Signal also benefits from the network effect, because someone trying to get away from an abusive SO has plausible deniability if they download Signal on their phone (“all my friends are on Signal” or “the doctor said it’s more secure than email”). Or a whistleblower can send a message to a journalist that included their Signal username in a printed newspaper. The best place to hide a tree is in a forest. We protect us.

My main issue for signal is (mostly iPhone users) download it “just for protests” (ffs) and then delete it, but don’t relinquish their acct, so when I text them using signal it dies in limbo as they either deleted the app or never check it and don’t allow notifs

Alas, this is an issue with all messaging apps, if people delete the app without closing their account. I’m not sure if there’s anything Signal can do about this, but the base guarantees still hold: either the message is securely delivered to their app, or it never gets seen. But the confidentiality should always be maintained.

I’m glossing over a lot of cryptographic guarantees, but for one-to-one or small-group private messaging, Signal is the best mainstream app at the moment. For secure group messaging, like organizing hundreds of people for a protest, that is still up for grabs, because even if an app was 100% secure, any one of those persons can leak the message to an attacker. More participants means more potential for leaks.

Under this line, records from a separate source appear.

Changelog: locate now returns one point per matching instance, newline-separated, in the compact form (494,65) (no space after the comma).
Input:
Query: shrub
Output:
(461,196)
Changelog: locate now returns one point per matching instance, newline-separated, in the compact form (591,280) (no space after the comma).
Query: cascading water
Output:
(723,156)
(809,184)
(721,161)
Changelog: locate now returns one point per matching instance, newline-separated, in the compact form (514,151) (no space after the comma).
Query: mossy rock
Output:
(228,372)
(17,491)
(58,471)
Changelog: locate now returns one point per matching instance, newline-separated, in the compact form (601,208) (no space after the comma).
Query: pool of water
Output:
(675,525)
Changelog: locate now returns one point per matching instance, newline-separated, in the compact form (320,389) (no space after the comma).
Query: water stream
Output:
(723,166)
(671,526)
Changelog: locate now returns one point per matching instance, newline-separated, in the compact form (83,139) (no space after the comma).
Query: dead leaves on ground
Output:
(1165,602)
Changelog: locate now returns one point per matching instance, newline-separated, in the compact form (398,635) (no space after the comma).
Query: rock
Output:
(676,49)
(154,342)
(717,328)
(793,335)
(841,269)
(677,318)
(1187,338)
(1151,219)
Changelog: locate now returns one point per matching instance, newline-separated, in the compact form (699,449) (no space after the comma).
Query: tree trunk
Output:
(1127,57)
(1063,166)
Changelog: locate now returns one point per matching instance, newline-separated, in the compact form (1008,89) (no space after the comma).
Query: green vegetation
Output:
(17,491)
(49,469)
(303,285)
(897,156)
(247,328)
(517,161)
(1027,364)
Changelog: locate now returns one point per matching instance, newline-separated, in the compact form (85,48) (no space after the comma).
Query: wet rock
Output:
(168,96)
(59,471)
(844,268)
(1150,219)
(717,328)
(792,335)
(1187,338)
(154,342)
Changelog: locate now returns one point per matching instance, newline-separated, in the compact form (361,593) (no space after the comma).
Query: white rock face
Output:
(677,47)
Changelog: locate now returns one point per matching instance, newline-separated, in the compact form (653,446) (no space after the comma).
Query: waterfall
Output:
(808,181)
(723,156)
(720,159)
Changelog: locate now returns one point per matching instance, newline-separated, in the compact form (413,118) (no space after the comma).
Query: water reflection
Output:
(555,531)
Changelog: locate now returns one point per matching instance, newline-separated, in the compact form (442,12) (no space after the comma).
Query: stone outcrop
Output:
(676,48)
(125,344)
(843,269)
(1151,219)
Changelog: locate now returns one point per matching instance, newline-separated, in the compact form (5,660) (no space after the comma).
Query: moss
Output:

litchralee@sh.itjust.works · 4 months ago

When I see E2EE and XMPP mentioned, I think of this blog post by Soatok, outlining some very odd cryptographic choices in XMPP + OMEMO: https://soatok.blog/2024/08/04/against-xmppomemo/

I would very much like to see a richer playing field than just Signal for private messaging, but it’s a tough nut to crack. For exactly which aspect that turns me away from XMPP for E2EE, I think this nails it down:

you only need check whether OMEMO is on by default (it isn’t), or whether OMEMO can be turned off even if your client supports it (it can).

When the competition is Signal, these sorts of details matter a lot.